Dean Rubin, CEO of Rose Displays Ltd., made special mention of the threat of online retailing. “In retail design we’re seeing a move toward experiential environments,” he said. “We’re seeing retailers find the need to grab customers and keep them in stores. In order to keep them away from the online alternatives they have to find something that is exciting, new, fresh—it’s experiential as opposed to something that’s transactional.” Retail design icon Denny Gerdeman, CEO of Chute Gerdeman in Columbus, Ohio, also noted that customers are getting information and making decisions about what they want and where to shop before they even get into a store. “They’re so well-prepared, and how we then tailor the merchandise offerings, and how we present the product in the store is really going to be key moving forward.”
But for Rubin and Gerdeman and others like them who see challenge as opportunity, the world of retail design has never been more interesting, as it moves away from simple branding and merchandising exercises toward immersive experiences for customers. “There simply has never been a more exciting time for retail than right now,” says Christian Davies, executive creative director of Americas for FITCH, a global retail design firm. “Everything is up for grabs, from when and where people will shop, to how they will do it.”
Davies is quoted as such in DDI magazine’s annual Portfolio Awards report on key retail industry luminaries, where he and several others were recently honored for “unparalleled creative excellence” in the retail industry. Fellow honoree Harry Cunningham, senior vice president of store planning, design, and visual merchandising for Saks Fifth Avenue in New York, said physical shopping should be fun, above all else. “We want to add a bit of fun and interest to both show windows and interiors. I want displays that will excite you, windows that cause you to stop and smile. Then, we will interject technology in interesting and unexpected ways to be part of the total experience.”

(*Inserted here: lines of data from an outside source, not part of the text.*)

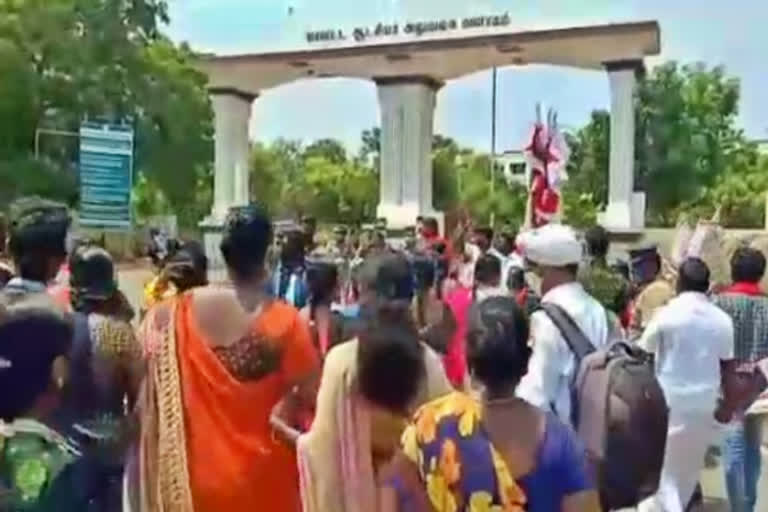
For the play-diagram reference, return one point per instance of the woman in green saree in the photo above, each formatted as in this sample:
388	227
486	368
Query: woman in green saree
34	459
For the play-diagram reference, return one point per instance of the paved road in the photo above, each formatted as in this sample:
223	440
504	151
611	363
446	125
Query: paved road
132	282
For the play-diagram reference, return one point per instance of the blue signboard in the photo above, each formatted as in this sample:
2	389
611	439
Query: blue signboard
106	175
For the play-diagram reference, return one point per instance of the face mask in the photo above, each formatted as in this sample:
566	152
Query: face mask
484	293
472	250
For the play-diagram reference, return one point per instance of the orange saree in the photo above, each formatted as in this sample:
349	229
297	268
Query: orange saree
234	461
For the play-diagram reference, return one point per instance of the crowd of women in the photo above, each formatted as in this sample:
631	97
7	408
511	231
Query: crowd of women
229	397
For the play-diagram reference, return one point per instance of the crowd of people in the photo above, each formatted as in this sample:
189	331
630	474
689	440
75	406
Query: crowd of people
482	372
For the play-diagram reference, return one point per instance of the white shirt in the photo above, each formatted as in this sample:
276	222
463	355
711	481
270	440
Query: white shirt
507	263
552	367
690	336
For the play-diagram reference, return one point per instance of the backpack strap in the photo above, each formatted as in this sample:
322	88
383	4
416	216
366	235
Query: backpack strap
575	338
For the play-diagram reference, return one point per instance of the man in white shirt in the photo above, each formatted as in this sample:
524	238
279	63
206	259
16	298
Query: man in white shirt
692	340
554	253
488	278
504	249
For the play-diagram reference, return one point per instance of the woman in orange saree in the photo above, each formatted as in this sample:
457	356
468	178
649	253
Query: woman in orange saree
223	358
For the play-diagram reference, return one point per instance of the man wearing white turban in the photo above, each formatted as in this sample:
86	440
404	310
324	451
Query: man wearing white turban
553	253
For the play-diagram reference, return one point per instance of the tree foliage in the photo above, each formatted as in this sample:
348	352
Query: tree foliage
63	61
689	153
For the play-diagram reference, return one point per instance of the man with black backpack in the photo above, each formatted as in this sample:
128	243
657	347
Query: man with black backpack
583	371
553	253
693	344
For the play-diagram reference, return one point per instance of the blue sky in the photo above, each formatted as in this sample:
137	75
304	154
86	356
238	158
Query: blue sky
733	33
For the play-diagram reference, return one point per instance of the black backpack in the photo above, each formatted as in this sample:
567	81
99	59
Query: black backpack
619	412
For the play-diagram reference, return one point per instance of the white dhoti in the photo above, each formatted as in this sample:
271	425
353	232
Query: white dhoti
688	438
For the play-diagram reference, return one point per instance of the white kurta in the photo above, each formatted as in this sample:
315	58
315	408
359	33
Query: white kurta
690	337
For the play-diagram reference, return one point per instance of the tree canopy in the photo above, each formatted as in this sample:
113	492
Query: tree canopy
690	157
64	61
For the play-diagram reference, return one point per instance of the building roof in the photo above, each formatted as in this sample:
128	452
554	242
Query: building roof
436	59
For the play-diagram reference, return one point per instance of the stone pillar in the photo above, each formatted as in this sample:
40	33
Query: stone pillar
232	115
626	208
405	177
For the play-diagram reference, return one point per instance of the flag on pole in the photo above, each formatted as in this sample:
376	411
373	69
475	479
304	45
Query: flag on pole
547	155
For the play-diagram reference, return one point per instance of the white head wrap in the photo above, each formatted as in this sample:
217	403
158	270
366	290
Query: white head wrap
553	245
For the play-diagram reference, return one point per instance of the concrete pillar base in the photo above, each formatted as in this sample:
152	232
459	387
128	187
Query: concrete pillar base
405	178
212	229
401	216
625	216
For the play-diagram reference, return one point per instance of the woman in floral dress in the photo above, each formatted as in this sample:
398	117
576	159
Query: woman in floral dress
493	454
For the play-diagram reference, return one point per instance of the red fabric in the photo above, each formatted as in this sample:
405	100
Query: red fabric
431	241
625	318
545	200
745	288
522	297
455	360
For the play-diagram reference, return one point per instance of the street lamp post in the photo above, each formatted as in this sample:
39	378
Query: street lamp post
493	144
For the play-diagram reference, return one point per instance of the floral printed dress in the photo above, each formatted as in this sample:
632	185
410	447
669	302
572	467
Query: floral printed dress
456	462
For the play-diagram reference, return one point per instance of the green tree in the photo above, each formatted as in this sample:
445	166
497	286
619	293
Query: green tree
330	149
687	141
66	60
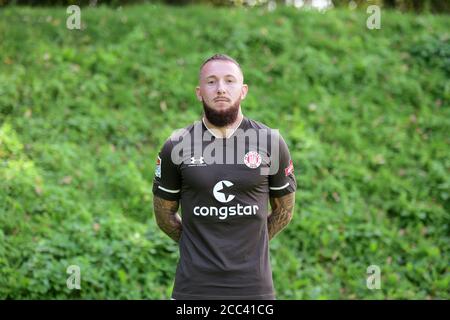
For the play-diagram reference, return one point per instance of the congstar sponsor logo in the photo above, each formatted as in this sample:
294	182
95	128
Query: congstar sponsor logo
222	193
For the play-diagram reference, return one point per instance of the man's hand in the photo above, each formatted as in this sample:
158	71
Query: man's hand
282	210
167	218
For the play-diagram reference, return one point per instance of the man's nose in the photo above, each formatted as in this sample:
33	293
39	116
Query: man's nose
220	87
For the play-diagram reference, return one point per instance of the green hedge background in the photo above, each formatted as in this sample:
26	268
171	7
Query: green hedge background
83	114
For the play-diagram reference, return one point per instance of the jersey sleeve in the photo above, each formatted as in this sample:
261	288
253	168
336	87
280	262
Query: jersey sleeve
283	181
167	181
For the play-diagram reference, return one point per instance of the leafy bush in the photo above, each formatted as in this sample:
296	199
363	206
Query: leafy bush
83	114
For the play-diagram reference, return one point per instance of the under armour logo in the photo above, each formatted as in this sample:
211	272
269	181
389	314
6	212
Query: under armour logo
218	191
197	161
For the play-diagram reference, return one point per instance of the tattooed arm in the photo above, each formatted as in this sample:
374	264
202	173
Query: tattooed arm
167	218
282	210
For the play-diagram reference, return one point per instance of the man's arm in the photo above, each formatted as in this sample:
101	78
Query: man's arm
282	210
167	218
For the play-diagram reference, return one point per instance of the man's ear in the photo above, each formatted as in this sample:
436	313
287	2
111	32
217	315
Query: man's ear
197	93
244	91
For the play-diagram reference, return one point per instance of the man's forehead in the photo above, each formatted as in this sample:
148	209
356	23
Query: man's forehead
220	68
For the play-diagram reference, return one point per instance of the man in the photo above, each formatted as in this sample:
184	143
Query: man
223	170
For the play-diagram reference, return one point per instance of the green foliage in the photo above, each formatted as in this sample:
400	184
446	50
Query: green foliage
83	114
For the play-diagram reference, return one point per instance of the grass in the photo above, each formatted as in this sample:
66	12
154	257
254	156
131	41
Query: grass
83	114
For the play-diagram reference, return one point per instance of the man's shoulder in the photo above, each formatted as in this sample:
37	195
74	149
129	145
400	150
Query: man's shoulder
257	125
181	133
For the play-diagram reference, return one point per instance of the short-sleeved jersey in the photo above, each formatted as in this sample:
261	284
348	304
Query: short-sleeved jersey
224	185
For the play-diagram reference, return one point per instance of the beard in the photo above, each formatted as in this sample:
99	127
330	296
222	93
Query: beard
221	118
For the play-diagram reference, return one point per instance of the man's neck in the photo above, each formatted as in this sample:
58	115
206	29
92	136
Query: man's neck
225	131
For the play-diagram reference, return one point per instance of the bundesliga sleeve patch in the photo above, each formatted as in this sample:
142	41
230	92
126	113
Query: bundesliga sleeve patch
158	168
289	169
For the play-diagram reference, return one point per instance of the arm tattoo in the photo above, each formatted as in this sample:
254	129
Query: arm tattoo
282	210
167	218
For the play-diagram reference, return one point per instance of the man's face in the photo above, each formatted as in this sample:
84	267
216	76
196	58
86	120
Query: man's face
221	90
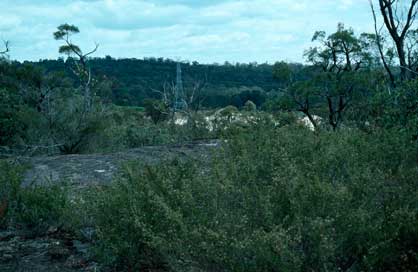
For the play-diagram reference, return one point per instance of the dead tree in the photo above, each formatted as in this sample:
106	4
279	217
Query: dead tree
398	19
6	48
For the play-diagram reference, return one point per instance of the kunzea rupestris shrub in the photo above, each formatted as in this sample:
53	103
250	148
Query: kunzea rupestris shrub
282	199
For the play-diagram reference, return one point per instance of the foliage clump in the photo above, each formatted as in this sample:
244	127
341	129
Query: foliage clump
281	199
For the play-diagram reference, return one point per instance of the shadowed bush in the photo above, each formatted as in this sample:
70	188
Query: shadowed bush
281	199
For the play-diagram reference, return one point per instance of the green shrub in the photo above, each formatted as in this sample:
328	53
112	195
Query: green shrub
282	199
34	207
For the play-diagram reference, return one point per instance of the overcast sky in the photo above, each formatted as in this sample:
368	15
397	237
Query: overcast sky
203	30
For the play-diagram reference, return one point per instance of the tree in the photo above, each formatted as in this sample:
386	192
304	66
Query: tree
82	68
398	18
332	80
6	48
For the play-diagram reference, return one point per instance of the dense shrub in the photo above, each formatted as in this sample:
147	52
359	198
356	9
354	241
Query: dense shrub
280	199
34	207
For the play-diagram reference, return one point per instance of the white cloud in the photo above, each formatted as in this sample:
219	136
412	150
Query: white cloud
203	30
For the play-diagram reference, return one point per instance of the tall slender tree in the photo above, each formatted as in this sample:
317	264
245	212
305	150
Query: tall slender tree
82	67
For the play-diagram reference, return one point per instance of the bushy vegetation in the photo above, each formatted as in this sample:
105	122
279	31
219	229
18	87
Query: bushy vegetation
282	199
34	207
316	170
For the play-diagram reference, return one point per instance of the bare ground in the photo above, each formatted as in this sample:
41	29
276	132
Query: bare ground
53	250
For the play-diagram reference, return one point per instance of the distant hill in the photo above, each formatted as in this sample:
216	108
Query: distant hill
134	80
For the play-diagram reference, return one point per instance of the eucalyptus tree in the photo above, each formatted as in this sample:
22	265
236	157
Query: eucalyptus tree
81	60
398	18
332	80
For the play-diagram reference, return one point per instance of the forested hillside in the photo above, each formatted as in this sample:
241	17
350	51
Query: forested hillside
154	165
133	80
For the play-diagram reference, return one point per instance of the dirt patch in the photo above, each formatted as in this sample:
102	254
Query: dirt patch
85	170
21	250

Ray Ehscheid, senior vice president of store design and merchandising for Bank of America (who rejects the notion that retail banks are uninteresting) was quoted as advocating a customer centric approach to design. “I want someone who walks into one of my projects to understand intuitively the space and how to find their way to complete their tasks,” he said in DDI. “Moments of unintentional delight on that path—new discoveries of a material, a piece of furniture or an element of lighting that strike their attention—are the touchstones to me of a successful environment.”
Also honored in the DDI Portfolio Awards 2012 report, Aaron Spiess, co-founder, co-CEO, and president of Big Red Rooster, a multi-dimensional brand experience firm based in Columbus, Ohio, talked about the need to combine technology and physical space “to bring stories to life” in the retail environment. And global retail design icon Giorgio Borruso, founder of Giorgio Borruso Design in Marina Del Ray, Calif., talked about challenging the customer’s point of view and understanding of space to encourage exploration and interaction with the environment. “Desire and interest should be the driving forces moving us through the space,” he said. “It’s about engaging all the senses.”
Gone are the days when the retail environment expressed branding two-dimensionally, and attempted to recede in deference to the merchandise. Now a successful design must offer an experience that differentiates the retailer from its competition, and provides value that cannot be found online. As Cunningham notes, “You can’t touch a dress on an iPad.”